Negentropy

The negentropy [Bri53] measures how far a distribution is from uniformity. It is defined as the difference between the entropy of a uniform distribution over the same alphabet and the entropy of the distribution itself:

\[\N{X} = \sum_{i} \log_2 |\mathcal{X}_i| - \H{X}\]

where \(|\mathcal{X}_i|\) is the cardinality of the alphabet of the \(i\)th random variable. Since the uniform distribution maximizes the entropy, the negentropy is non-negative, and is zero if and only if the distribution is uniform.

Unlike most measures in dit, the negentropy depends on the cardinality of the alphabet and not just the probabilities. For example, the xor distribution is one bit away from uniform:

In [1]: from dit.other import negentropy

In [2]: from dit.example_dists import Xor

In [3]: negentropy(Xor())
Out[3]: 1.0

API

negentropy(dist, rvs=None)[source]

Compute the negentropy of a distribution.

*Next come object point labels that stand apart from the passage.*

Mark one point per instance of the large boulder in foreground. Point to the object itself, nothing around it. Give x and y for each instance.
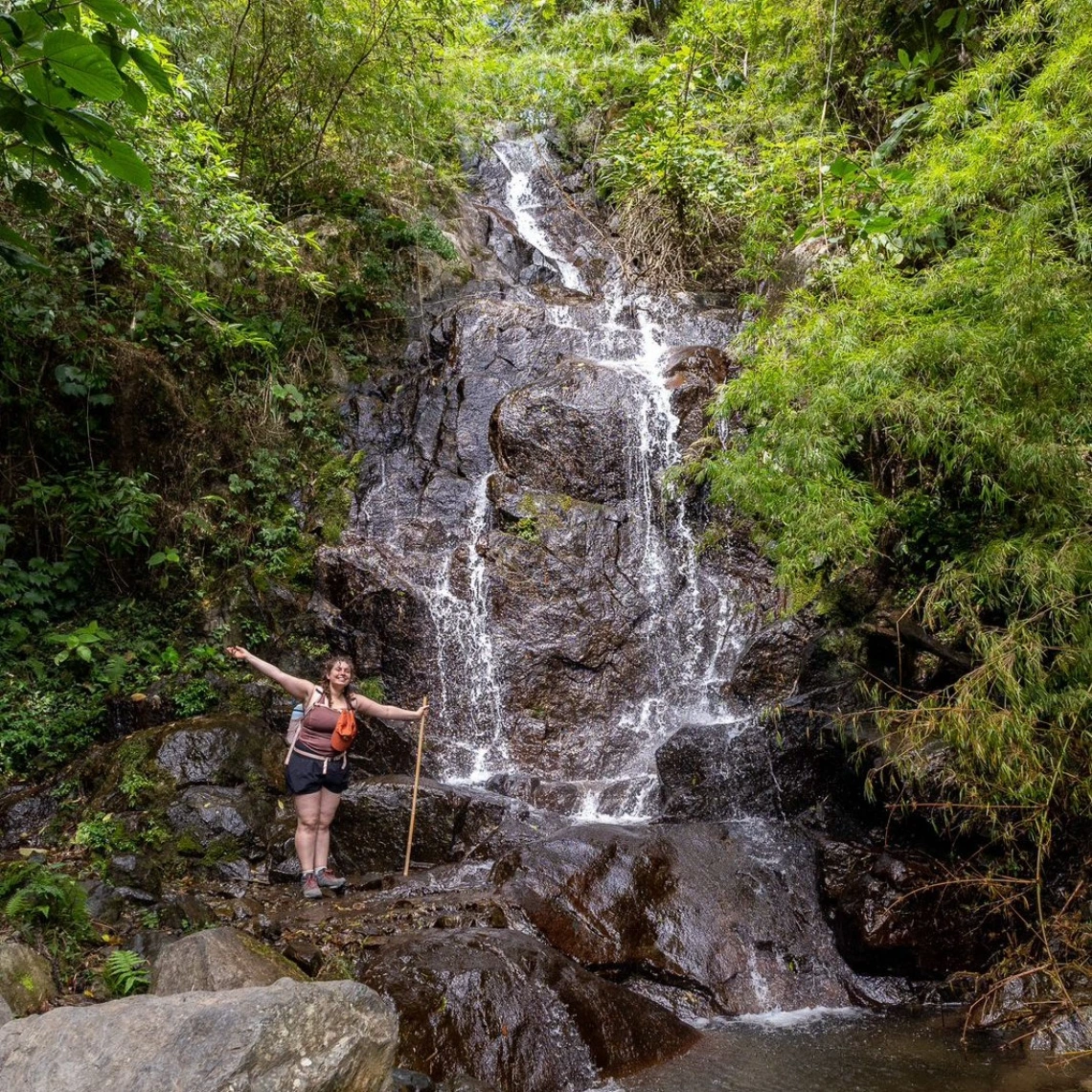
(321, 1036)
(508, 1011)
(218, 959)
(727, 912)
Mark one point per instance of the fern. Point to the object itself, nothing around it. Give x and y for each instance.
(125, 973)
(41, 899)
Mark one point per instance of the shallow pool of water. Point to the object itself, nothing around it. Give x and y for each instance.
(853, 1052)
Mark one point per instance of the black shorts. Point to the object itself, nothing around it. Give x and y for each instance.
(304, 775)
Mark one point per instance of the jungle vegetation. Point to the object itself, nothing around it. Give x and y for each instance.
(209, 215)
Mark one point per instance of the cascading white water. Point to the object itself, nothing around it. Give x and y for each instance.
(692, 631)
(465, 651)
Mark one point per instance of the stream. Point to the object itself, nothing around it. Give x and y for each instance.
(850, 1051)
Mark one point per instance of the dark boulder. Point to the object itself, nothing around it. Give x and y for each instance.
(228, 817)
(218, 959)
(694, 374)
(371, 828)
(726, 911)
(901, 913)
(778, 764)
(508, 1011)
(24, 812)
(582, 418)
(772, 662)
(216, 750)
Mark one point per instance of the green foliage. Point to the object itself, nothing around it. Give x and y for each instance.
(193, 698)
(921, 411)
(103, 835)
(60, 62)
(43, 901)
(126, 973)
(135, 783)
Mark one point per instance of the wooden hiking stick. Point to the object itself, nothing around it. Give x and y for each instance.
(416, 780)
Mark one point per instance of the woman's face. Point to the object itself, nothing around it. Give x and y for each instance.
(341, 673)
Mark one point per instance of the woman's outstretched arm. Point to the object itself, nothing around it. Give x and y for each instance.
(298, 688)
(371, 708)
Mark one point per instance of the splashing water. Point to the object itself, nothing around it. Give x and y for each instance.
(694, 626)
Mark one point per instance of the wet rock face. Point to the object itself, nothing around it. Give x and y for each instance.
(727, 912)
(582, 418)
(694, 374)
(777, 764)
(895, 913)
(373, 821)
(211, 813)
(506, 1009)
(509, 496)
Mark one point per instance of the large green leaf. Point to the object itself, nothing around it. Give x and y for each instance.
(120, 161)
(32, 195)
(45, 90)
(83, 65)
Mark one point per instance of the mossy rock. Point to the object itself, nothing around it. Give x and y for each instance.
(26, 980)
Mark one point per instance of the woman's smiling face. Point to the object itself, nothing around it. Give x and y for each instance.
(341, 673)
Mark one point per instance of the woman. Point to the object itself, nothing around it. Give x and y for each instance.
(316, 773)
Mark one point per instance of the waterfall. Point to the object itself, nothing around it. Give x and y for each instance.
(572, 301)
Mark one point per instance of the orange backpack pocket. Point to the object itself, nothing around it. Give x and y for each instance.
(344, 732)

The negentropy is the difference between the entropy of a uniform distribution over the same alphabet and the entropy of the distribution itself. It is a non-negative quantity which is zero if and only if the distribution is uniform, and quantifies how far the distribution is from uniformity.

Parameters:
  • dist (Distribution) – The distribution from which the negentropy is calculated.

  • rvs (list, None) – The indexes of the random variables used to calculate the negentropy. If None, then the negentropy is calculated over all random variables.

Returns:

N – The negentropy.

Return type:

float

Examples

>>> d = dit.example_dists.Xor()
>>> dit.other.negentropy(d)
1.0
Raises:

ditException – Raised if rvs contain non-existant random variables.